Afrique en Plus : À quelques mois des prochaines élections en République Centrafricaine, quel est votre point de vue sur le climat politique actuel du pays ?
3B : Le climat politique que nous observons aujourd’hui est porteur de gros nuages, voire de bourrasques dévastatrices. Et cela n’est pas surprenant lorsqu’on se souvient de la façon dont la nouvelle constitution a été mise en place. Ailleurs, les élections législatives et présidentielles donnent lieu, en amont, à une révision de la liste électorale dans une commission paritaire pouvoir-opposition.

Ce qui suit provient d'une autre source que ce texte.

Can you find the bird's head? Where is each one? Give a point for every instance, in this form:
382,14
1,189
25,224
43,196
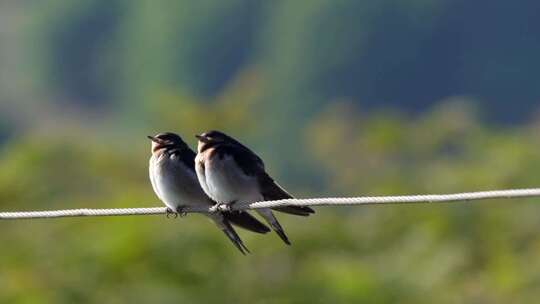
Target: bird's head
212,138
166,140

Mieux, on y associe les presses écrites et audiovisuelles, publiques et privées qui, le jour des élections, donnent les résultats dès la fermeture des bureaux de votes, le soir même des élections. Chez nous, l’instinct de tricherie fait qu’on publie les résultats des semaines après, laissant ainsi le temps aux experts de bourrages des urnes de faire leur travail.